D'une part, l'inflation pourrait conduire les établissements scolaires à augmenter leurs frais de scolarité et, par suite, le volume de bourses scolaires distribuées par l'AEFE. Si le plafond de 118 millions d'euros dédiés aux aides à la scolarité excède les enveloppes des exercices précédents, le rapporteur spécial recommande une grande vigilance dans l'évaluation des besoins dans les années futures.
D'autre part, les opérateurs de la mission AEE ont été amenés à internaliser les surcoûts découlant de l'inflation au cours de l'exercice 2023, tant pour les dépenses de fonctionnement que d'investissement. Or le financement des dépenses immobilières lourdes du réseau présente une difficulté croissante pour l'AEFE. À cet égard, le rapporteur déplore que le groupe de travail interministériel sur le financement de l'AEFE réunissant l'agence, le ministère de l'Europe et des affaires étrangères et le ministère des comptes publics n'ait pas encore produit de recommandation sur la possibilité d'un recours à l'emprunt.
2. L'amélioration nécessaire des outils des services consulaires ne doit pas occulter les besoins en personnel des postes
Les projets de modernisation des outils des services consulaires se sont poursuivis en 2023, en dépit de coûts croissants.
En premier lieu, le déploiement de la plateforme d'appel « France Consulaire », élargie à de nouveaux pays en 2022, couvre désormais 34 pays européens. Pour mémoire, cette expérimentation vise à centraliser la réponse aux appels téléphoniques auprès d'un service localisé en France. L'enveloppe dédiée à ce projet était de 1,9 million d'euros en 2023, contre 0,9 million en 2022.

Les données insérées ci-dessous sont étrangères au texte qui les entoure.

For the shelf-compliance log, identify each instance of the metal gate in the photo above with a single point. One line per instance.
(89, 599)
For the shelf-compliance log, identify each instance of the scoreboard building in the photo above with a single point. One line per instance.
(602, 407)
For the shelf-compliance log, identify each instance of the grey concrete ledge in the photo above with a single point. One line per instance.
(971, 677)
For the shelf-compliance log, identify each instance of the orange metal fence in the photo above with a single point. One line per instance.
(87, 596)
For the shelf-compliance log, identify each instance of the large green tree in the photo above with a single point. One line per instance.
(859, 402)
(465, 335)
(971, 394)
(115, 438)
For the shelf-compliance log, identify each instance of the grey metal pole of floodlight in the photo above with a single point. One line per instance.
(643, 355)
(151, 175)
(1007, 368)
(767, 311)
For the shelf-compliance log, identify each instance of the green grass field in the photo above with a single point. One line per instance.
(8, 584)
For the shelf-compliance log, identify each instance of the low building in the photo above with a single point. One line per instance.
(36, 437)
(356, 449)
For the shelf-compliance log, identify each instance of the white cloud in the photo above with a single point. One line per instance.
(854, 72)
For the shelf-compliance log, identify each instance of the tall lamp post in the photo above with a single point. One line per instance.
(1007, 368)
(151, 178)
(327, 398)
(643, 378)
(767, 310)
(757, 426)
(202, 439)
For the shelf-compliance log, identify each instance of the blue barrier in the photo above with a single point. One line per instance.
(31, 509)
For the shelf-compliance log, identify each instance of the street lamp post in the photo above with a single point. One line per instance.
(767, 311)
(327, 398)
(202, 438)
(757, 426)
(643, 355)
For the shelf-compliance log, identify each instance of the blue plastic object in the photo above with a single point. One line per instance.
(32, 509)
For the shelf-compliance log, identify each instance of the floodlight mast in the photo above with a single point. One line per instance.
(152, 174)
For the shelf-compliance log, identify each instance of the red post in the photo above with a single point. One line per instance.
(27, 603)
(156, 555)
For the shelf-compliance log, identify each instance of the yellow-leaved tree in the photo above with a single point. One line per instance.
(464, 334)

En second lieu, la poursuite de l'expérimentation du registre d'état civil électronique (RECE) a fait l'objet d'un redéploiement en cours d'exercice de 0,3 million d'euros en autorisations d'engagement. Pour mémoire, au cours de l'exercice 2022, cette ligne budgétaire avait également été abondée de 1,1 million d'euros en cours d'année. Pour 2024, cette mesure s'explique par une sous-budgétisation initiale, notamment sur la reprise de données, l'engagement du chantier de refonte et la conduction d'une analyse de risques. Le rapporteur note ainsi que le coût de l'expérimentation du RECE est désormais largement supérieur aux estimations initiales. Le rapport de la mission d'évaluation interministérielle conduite par l'inspection générale de la justice et l'inspection générale des affaires étrangères3(*) estime que la conduite de ce projet représente un coût de 11,35 millions d'euros contre un budget prévisionnel de 5 millions d'euros. Sur la période 2024-2025, le ministère évalue le besoin de financement du projet à 3,5 millions d'euros.

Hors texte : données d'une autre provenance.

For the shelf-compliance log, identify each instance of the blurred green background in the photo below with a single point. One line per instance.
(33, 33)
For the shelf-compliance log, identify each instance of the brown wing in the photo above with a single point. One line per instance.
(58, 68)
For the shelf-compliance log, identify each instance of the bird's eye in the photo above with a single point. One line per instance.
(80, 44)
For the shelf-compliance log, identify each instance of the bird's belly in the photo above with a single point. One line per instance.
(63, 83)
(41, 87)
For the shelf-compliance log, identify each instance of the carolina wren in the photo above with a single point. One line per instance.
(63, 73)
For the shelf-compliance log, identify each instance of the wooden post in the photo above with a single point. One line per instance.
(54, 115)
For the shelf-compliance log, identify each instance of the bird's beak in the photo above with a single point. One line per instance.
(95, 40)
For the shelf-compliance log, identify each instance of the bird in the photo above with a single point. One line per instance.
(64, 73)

Si le rapporteur spécial partage le souci de modernisation des outils de l'administration consulaire, il souligne que ces projets visent en priorité à répondre à la dégradation de la qualité du service induite de la réduction des effectifs au cours du quinquennat précédent. L'ampleur de l'effort demandé paraît a posteriori excessive et a d'ailleurs déstabilisé très fortement le réseau consulaire au détriment des conditions de travail des agents.
Évolution des effectifs sous plafonds du
programme 151 - Français à l'étranger
et affaires
consulaires
(en équivalent temps plein travaillé et en pourcentage)
Source : commission des finances du Sénat d'après les documents budgétaires
Il apparaît en conséquence nécessaire, en parallèle de la mise en oeuvre de ces projets novateurs et bénéfiques, de poursuivre le mouvement de rattrapage engagé lors des exercices précédents en termes de ressources humaines.
* 3 Inspection générale de la justice et inspection générale des affaires étrangères, Rapport d'évaluation de l'expérimentation de la dématérialisation des actes de l'état civil établis par le ministère de l'Europe et des affaires étrangères et de la création d'un registre d'état civil électronique (RECE), janvier 2024.